Another way is to hang out with beings who have not transformed themselves into harbours of worry and regret — and that means small children and animals. Being silly with young ones, making faces and playing with them, is a sure-fire way of escaping the manacles of clock time (although I make an exception for the hell of pushing them on swings — that’s not play, that’s torture). Animals seem to inhabit the present with uncomplaining grace, and I think we can learn something from their stoic attitude to life. And small children have not yet been educated in the ideas of A to B in the fastest possible time.
Last, hide your watch. You can usually find out the time somehow or other if necessary, but wearing a watch makes you too intensely aware of it. Without a watch, at least you have the chance of forgetting what the time is every now and then, and therefore living in “eternity’s sunrise”, as Blake put it.

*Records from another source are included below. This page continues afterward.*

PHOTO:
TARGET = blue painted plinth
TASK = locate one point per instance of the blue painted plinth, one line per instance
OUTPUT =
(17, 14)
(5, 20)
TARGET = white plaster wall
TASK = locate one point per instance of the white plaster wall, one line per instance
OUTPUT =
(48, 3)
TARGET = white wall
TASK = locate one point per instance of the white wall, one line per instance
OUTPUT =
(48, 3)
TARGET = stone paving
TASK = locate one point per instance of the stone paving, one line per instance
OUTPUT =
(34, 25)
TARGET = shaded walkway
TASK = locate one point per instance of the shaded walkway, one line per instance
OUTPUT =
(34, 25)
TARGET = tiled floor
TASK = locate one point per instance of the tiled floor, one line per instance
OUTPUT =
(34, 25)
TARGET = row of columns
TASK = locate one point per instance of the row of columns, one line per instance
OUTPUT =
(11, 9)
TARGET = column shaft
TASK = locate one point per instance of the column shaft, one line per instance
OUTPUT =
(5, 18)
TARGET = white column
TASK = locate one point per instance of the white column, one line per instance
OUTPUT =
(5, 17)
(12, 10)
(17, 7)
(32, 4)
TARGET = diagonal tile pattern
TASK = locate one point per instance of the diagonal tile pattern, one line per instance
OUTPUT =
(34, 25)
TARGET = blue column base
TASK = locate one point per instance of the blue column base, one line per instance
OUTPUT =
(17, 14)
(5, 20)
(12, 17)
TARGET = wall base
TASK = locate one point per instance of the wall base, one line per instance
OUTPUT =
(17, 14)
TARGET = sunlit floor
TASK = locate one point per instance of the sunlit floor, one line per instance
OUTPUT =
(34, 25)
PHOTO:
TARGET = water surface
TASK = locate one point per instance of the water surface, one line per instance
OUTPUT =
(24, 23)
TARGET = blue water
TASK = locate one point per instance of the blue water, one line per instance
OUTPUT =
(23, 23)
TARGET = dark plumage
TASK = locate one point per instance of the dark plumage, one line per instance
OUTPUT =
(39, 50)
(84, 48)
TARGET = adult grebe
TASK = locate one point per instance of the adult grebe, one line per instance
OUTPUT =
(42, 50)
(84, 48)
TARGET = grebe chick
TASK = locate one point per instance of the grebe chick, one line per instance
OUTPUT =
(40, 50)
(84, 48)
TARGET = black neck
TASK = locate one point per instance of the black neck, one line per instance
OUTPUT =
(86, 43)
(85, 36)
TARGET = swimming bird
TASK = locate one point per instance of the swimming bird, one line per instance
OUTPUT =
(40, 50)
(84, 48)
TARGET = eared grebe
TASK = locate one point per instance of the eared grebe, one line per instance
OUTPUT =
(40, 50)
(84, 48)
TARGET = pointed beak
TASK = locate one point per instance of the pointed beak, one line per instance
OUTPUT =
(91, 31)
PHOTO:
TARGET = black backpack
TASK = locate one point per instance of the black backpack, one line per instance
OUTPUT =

A stroke taught Dr Jill Bolte Taylor to tune out to stress
In December 1996, aged 37 and working as a neuroanatomist, I experienced a significant stroke in the left side of my brain. Within a few hours, I lost the ability to walk, talk, read and write. But existing only in the right hemisphere, I was in a state of bliss. There was no cognition of my external life, no sense of responsibility or stress. I was like a newborn. I was only in the moment. When you’re in the moment, everything is relaxed and the mind opens up: in its interest, its capacity, its exploration — that’s why it’s so creative and satisfying. There is no sense of time. There is no judgment — of me, against me, around me, by me.
Stress soon wanted to come back online, but I didn’t like the way it felt in my body — the tension in my chest, my breath getting shorter, my shoulders becoming tighter and elevated, the clenching of my jaw. But because I didn’t have incessant noise distracting me from it, I was able to recognise that stress was just neural circuitry, and that I had a conscious ability not to put myself into that emotional state, one that would produce that particular physiological response.